I agree such limits make sense if the integrity of the index is at risk,
e.g. IW does enforce a max number of unique documents in one index.
But for number of fields, as long as we expose the API, then the layer
above Lucene can handle soft/hard limits, notifying the user correctly,
rejecting updates, etc.?
Mike McCandless
http://blog.mikemccandless.com On Thu, Jan 14, 2021 at 5:36 PM Marcus Eagan <marcuseagan@gmail.com> wrote:
> I like Oren's idea and Simon's proposal of unlimited by default but
> configurable.
> Marcus
>
> On Thu, Jan 14, 2021 at 12:16 AM Simon Willnauer <
> simon.willnauer@gmail.com> wrote:
>
>> I personally have pretty positive experience with what I call softlimits.
>> At elastic we use them all over the place to catch issues when a user
>> likely misconfigures something or if there is likely a issue on the users
>> end.
>> I think having an option on the IW that allows to limit the fieldnumbers.

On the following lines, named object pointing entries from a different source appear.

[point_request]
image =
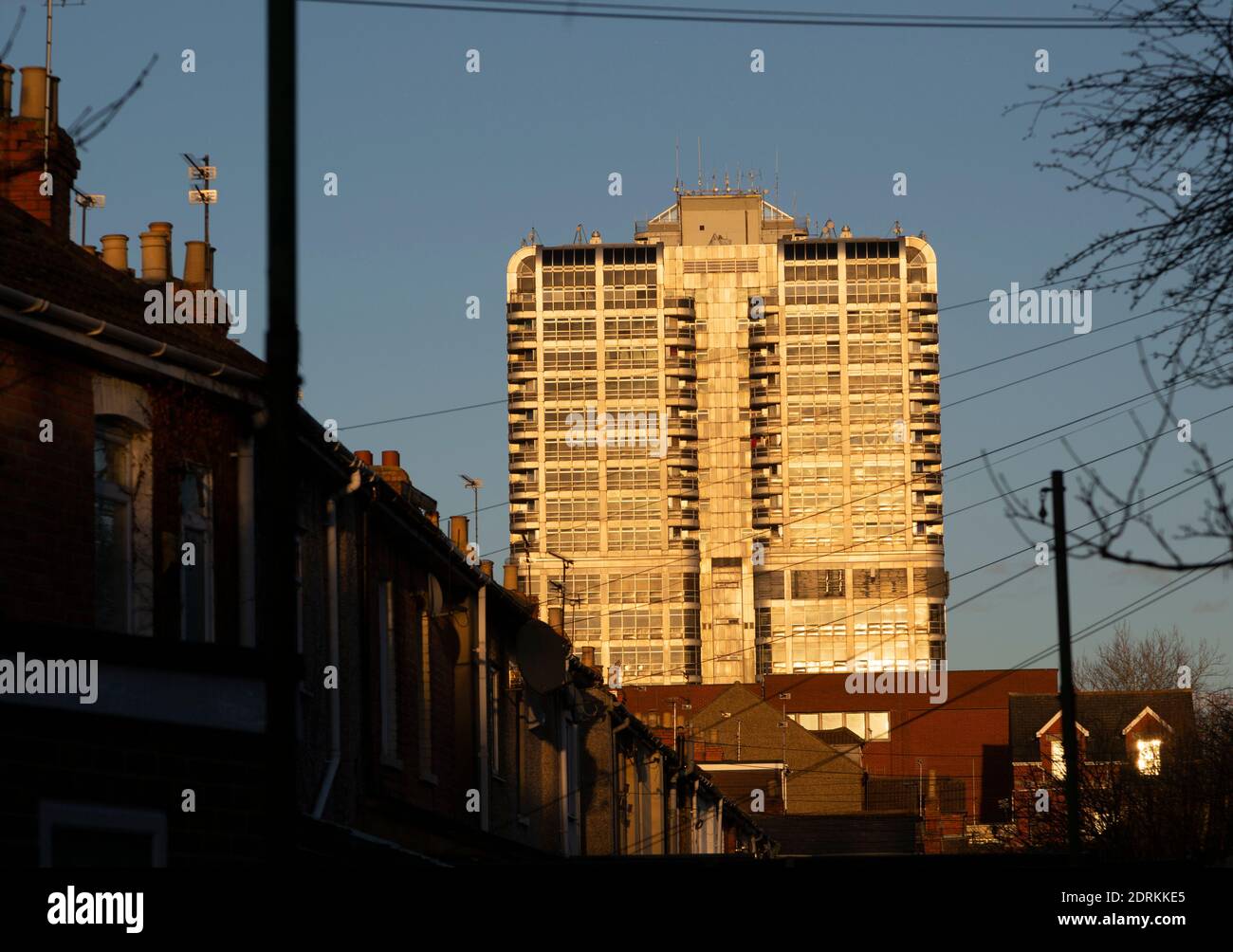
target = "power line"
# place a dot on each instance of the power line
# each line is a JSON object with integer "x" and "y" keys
{"x": 718, "y": 15}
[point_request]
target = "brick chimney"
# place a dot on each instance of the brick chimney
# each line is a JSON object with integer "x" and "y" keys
{"x": 21, "y": 155}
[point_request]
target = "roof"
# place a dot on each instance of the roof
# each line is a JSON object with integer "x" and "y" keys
{"x": 38, "y": 263}
{"x": 1104, "y": 714}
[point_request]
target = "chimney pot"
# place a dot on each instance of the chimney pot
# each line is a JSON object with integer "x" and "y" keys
{"x": 195, "y": 265}
{"x": 5, "y": 90}
{"x": 33, "y": 91}
{"x": 457, "y": 532}
{"x": 155, "y": 266}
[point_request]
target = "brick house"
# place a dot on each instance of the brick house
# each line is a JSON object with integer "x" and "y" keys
{"x": 436, "y": 718}
{"x": 1125, "y": 738}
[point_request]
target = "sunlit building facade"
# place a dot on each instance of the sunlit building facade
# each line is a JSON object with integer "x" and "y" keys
{"x": 724, "y": 439}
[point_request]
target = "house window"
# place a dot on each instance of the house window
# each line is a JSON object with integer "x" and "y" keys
{"x": 196, "y": 573}
{"x": 112, "y": 525}
{"x": 1150, "y": 758}
{"x": 426, "y": 698}
{"x": 389, "y": 672}
{"x": 89, "y": 835}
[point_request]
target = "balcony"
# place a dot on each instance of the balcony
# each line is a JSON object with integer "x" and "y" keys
{"x": 685, "y": 458}
{"x": 767, "y": 455}
{"x": 767, "y": 517}
{"x": 764, "y": 365}
{"x": 678, "y": 426}
{"x": 523, "y": 489}
{"x": 683, "y": 518}
{"x": 764, "y": 332}
{"x": 681, "y": 366}
{"x": 523, "y": 430}
{"x": 524, "y": 397}
{"x": 525, "y": 459}
{"x": 521, "y": 340}
{"x": 522, "y": 368}
{"x": 686, "y": 397}
{"x": 765, "y": 426}
{"x": 685, "y": 487}
{"x": 523, "y": 521}
{"x": 765, "y": 486}
{"x": 521, "y": 301}
{"x": 678, "y": 333}
{"x": 764, "y": 394}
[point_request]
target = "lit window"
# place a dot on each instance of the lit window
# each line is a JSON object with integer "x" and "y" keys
{"x": 196, "y": 573}
{"x": 1150, "y": 758}
{"x": 112, "y": 526}
{"x": 1058, "y": 760}
{"x": 389, "y": 672}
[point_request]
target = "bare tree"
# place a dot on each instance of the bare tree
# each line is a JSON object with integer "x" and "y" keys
{"x": 1150, "y": 664}
{"x": 1157, "y": 135}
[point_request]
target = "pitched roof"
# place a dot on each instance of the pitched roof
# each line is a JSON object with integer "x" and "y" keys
{"x": 1104, "y": 714}
{"x": 38, "y": 263}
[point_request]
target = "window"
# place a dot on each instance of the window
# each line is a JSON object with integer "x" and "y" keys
{"x": 426, "y": 698}
{"x": 196, "y": 563}
{"x": 1058, "y": 760}
{"x": 1150, "y": 758}
{"x": 389, "y": 672}
{"x": 112, "y": 525}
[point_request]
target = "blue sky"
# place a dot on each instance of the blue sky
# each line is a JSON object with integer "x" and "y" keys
{"x": 442, "y": 172}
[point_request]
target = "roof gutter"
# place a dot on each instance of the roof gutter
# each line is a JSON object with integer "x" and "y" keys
{"x": 28, "y": 306}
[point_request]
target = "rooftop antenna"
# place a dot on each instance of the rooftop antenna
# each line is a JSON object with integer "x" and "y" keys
{"x": 202, "y": 172}
{"x": 89, "y": 201}
{"x": 475, "y": 486}
{"x": 777, "y": 177}
{"x": 676, "y": 188}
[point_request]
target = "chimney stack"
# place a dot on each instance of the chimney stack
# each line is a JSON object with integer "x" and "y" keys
{"x": 115, "y": 251}
{"x": 21, "y": 152}
{"x": 5, "y": 90}
{"x": 33, "y": 91}
{"x": 195, "y": 265}
{"x": 457, "y": 532}
{"x": 156, "y": 245}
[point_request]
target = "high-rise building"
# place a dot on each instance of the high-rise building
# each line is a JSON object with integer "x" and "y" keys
{"x": 724, "y": 438}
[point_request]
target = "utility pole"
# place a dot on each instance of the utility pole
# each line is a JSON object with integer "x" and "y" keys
{"x": 1069, "y": 735}
{"x": 276, "y": 635}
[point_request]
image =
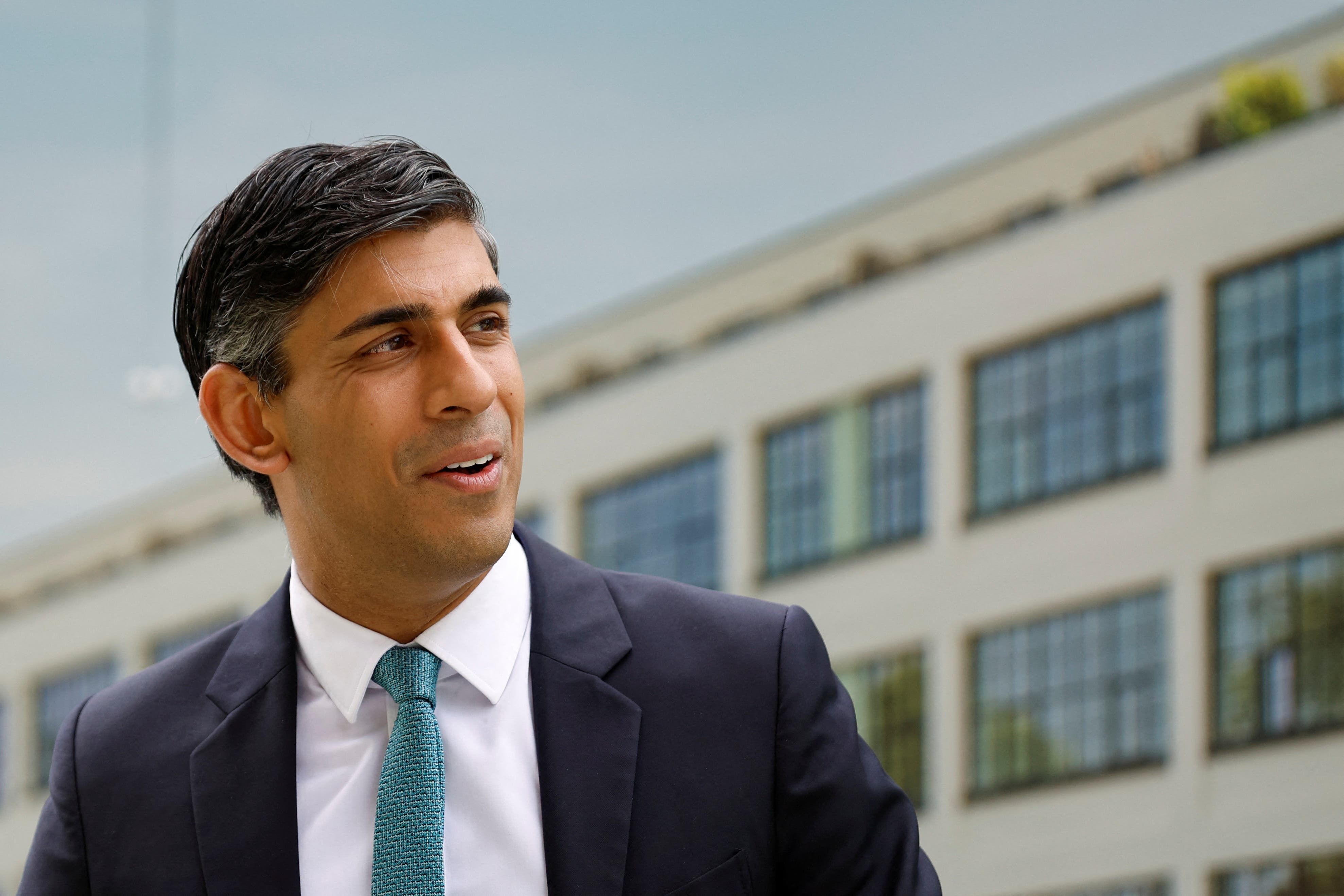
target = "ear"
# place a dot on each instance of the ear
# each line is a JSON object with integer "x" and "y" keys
{"x": 242, "y": 424}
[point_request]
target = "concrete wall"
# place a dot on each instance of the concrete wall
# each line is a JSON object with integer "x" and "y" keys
{"x": 1178, "y": 526}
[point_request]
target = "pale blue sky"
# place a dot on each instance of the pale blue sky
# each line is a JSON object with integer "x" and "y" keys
{"x": 613, "y": 144}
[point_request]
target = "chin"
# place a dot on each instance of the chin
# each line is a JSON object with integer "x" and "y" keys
{"x": 475, "y": 543}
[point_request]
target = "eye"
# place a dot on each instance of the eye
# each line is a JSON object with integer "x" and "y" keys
{"x": 490, "y": 324}
{"x": 390, "y": 345}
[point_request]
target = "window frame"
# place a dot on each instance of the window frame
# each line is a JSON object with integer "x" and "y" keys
{"x": 819, "y": 414}
{"x": 109, "y": 659}
{"x": 667, "y": 462}
{"x": 1292, "y": 552}
{"x": 1281, "y": 250}
{"x": 917, "y": 385}
{"x": 1159, "y": 296}
{"x": 1141, "y": 589}
{"x": 919, "y": 378}
{"x": 1297, "y": 862}
{"x": 921, "y": 652}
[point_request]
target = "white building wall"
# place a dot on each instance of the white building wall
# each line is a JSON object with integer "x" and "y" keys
{"x": 1175, "y": 527}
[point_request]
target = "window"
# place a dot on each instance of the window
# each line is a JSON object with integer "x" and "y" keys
{"x": 666, "y": 523}
{"x": 846, "y": 480}
{"x": 1070, "y": 410}
{"x": 896, "y": 436}
{"x": 1280, "y": 648}
{"x": 179, "y": 641}
{"x": 1280, "y": 343}
{"x": 889, "y": 703}
{"x": 1316, "y": 876}
{"x": 798, "y": 496}
{"x": 1076, "y": 693}
{"x": 58, "y": 698}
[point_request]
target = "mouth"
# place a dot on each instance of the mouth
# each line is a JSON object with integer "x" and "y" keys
{"x": 475, "y": 475}
{"x": 470, "y": 468}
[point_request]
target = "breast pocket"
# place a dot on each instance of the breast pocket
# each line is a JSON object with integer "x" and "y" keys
{"x": 729, "y": 879}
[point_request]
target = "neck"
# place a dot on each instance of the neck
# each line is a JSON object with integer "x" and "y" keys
{"x": 391, "y": 607}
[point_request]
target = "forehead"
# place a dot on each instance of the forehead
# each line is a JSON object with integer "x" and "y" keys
{"x": 443, "y": 265}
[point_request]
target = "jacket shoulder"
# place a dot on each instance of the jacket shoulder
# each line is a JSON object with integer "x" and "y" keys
{"x": 671, "y": 610}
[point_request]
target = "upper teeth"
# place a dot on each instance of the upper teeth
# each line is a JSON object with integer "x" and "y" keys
{"x": 480, "y": 460}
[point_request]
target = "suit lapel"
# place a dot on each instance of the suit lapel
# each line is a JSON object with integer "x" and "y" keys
{"x": 242, "y": 776}
{"x": 588, "y": 733}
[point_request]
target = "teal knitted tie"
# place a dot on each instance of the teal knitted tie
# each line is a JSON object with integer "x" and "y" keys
{"x": 409, "y": 825}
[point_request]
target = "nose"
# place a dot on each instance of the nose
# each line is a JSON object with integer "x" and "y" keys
{"x": 457, "y": 383}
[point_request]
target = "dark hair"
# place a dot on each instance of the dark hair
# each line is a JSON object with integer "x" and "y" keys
{"x": 267, "y": 249}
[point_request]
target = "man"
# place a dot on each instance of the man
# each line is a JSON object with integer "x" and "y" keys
{"x": 436, "y": 700}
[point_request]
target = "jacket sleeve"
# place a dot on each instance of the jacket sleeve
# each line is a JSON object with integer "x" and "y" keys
{"x": 842, "y": 827}
{"x": 57, "y": 863}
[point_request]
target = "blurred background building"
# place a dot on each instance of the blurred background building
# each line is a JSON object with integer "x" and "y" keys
{"x": 1051, "y": 446}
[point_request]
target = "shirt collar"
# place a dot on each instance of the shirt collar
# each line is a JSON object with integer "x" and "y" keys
{"x": 479, "y": 640}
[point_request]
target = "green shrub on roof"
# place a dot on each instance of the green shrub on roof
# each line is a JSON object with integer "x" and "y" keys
{"x": 1332, "y": 80}
{"x": 1258, "y": 100}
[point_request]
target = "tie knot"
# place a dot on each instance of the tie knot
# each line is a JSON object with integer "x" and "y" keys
{"x": 409, "y": 673}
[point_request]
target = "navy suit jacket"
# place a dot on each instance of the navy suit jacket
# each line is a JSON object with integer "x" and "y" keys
{"x": 687, "y": 742}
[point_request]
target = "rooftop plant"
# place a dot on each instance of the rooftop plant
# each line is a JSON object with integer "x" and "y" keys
{"x": 1257, "y": 101}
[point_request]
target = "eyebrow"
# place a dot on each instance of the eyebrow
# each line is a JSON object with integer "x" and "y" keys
{"x": 401, "y": 314}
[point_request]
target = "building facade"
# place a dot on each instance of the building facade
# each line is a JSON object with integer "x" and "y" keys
{"x": 1050, "y": 446}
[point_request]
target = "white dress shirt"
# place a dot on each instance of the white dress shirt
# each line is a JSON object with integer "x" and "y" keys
{"x": 492, "y": 810}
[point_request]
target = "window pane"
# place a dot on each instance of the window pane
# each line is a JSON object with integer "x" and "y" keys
{"x": 1075, "y": 693}
{"x": 664, "y": 524}
{"x": 1070, "y": 410}
{"x": 798, "y": 496}
{"x": 1311, "y": 876}
{"x": 897, "y": 464}
{"x": 58, "y": 698}
{"x": 889, "y": 704}
{"x": 1280, "y": 651}
{"x": 179, "y": 641}
{"x": 1280, "y": 345}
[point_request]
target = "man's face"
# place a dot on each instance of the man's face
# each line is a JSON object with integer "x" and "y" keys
{"x": 402, "y": 375}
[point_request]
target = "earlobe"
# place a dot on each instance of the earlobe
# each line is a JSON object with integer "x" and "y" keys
{"x": 242, "y": 424}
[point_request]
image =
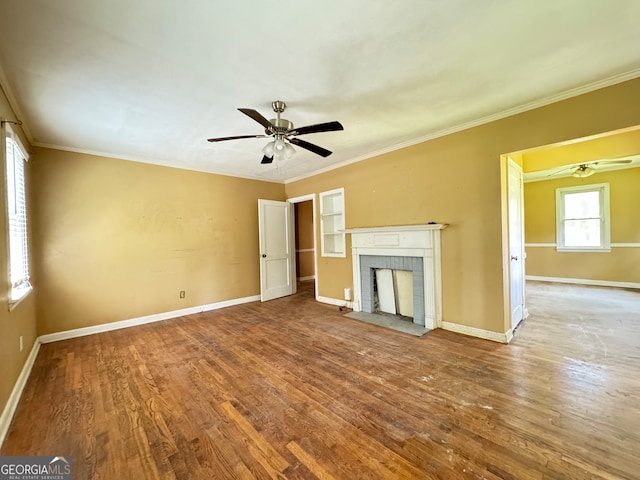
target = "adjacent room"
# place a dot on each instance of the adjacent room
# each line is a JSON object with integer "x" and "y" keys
{"x": 332, "y": 240}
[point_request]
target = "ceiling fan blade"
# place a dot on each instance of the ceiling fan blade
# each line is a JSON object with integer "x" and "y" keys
{"x": 250, "y": 112}
{"x": 558, "y": 172}
{"x": 222, "y": 139}
{"x": 319, "y": 127}
{"x": 612, "y": 162}
{"x": 323, "y": 152}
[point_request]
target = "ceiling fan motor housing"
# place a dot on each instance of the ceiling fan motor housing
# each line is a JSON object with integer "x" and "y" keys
{"x": 280, "y": 126}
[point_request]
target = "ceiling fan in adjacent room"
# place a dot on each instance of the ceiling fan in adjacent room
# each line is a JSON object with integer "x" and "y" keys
{"x": 284, "y": 134}
{"x": 585, "y": 170}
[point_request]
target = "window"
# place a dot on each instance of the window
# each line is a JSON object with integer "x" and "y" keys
{"x": 582, "y": 216}
{"x": 332, "y": 223}
{"x": 16, "y": 218}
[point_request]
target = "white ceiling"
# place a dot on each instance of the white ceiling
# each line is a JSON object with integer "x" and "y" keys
{"x": 151, "y": 80}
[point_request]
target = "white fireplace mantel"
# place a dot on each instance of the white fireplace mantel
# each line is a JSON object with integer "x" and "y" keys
{"x": 405, "y": 241}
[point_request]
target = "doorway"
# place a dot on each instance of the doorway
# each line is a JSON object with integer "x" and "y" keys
{"x": 612, "y": 158}
{"x": 304, "y": 219}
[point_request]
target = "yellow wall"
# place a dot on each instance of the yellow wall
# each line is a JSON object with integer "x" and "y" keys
{"x": 117, "y": 240}
{"x": 21, "y": 321}
{"x": 305, "y": 260}
{"x": 456, "y": 180}
{"x": 620, "y": 265}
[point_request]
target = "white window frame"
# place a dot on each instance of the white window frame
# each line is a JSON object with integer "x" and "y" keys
{"x": 605, "y": 218}
{"x": 15, "y": 157}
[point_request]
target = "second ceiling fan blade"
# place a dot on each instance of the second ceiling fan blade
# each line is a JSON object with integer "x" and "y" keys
{"x": 323, "y": 152}
{"x": 250, "y": 112}
{"x": 319, "y": 127}
{"x": 237, "y": 137}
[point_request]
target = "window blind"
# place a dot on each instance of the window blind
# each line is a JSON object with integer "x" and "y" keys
{"x": 17, "y": 219}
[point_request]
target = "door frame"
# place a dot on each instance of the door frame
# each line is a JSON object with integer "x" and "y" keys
{"x": 306, "y": 198}
{"x": 266, "y": 292}
{"x": 506, "y": 247}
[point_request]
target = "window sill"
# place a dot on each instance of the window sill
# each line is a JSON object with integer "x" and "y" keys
{"x": 23, "y": 293}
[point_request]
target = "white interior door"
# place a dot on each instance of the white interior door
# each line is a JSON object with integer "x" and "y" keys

>> We can even extract a general limits object with total num docs etc. if we
>> want. We can still set stuff to unlimited by default.
>>
>> WDYT
>>
>> Sent from a mobile device
>>
>> On 14. Jan 2021, at 06:36, David Smiley <dsmiley@apache.org> wrote:
>>
>> ?
>> I don't like the idea of IndexWriter limiting field names, but I do like
>> the idea of un-deprecating that method, which appeared to have a trivial
>> implementation. Try commenting on the issue of it's deprecations, which
>> has various watchers to get their attention.
>>
>> ~ David Smiley
>> Apache Lucene/Solr Search Developer
>> http://www.linkedin.com/in/davidwsmiley
>>
>>
>> On Wed, Jan 13, 2021 at 5:02 PM Oren Ovadia
>> <oren.ovadia@mongodb.com.invalid> wrote:
>>
>>> Hi All,
>>>
>>> I work on Lucene at MongoDB.
>>>
>>> I would like to limit the amount of fields in an index to prevent
>>> tenants from causing a mapping explosion.
>>>
>>> Since IndexWriter.getFieldNames has been deprecated
>>> <https://issues.apache.org/jira/browse/LUCENE-8909>, there is no way to
>>> do this without using a reader (which comes with a set of problems
>>> regarding flush/commit rates).
>>>
>>> Would love to add to Lucene the ability to have IndexWriters limiting
>>> the number of fields. Curious to hear your thoughts.
>>>
>>> Thanks,
>>> Oren
>>>
>>>
>
> --
> Marcus Eagan
>
>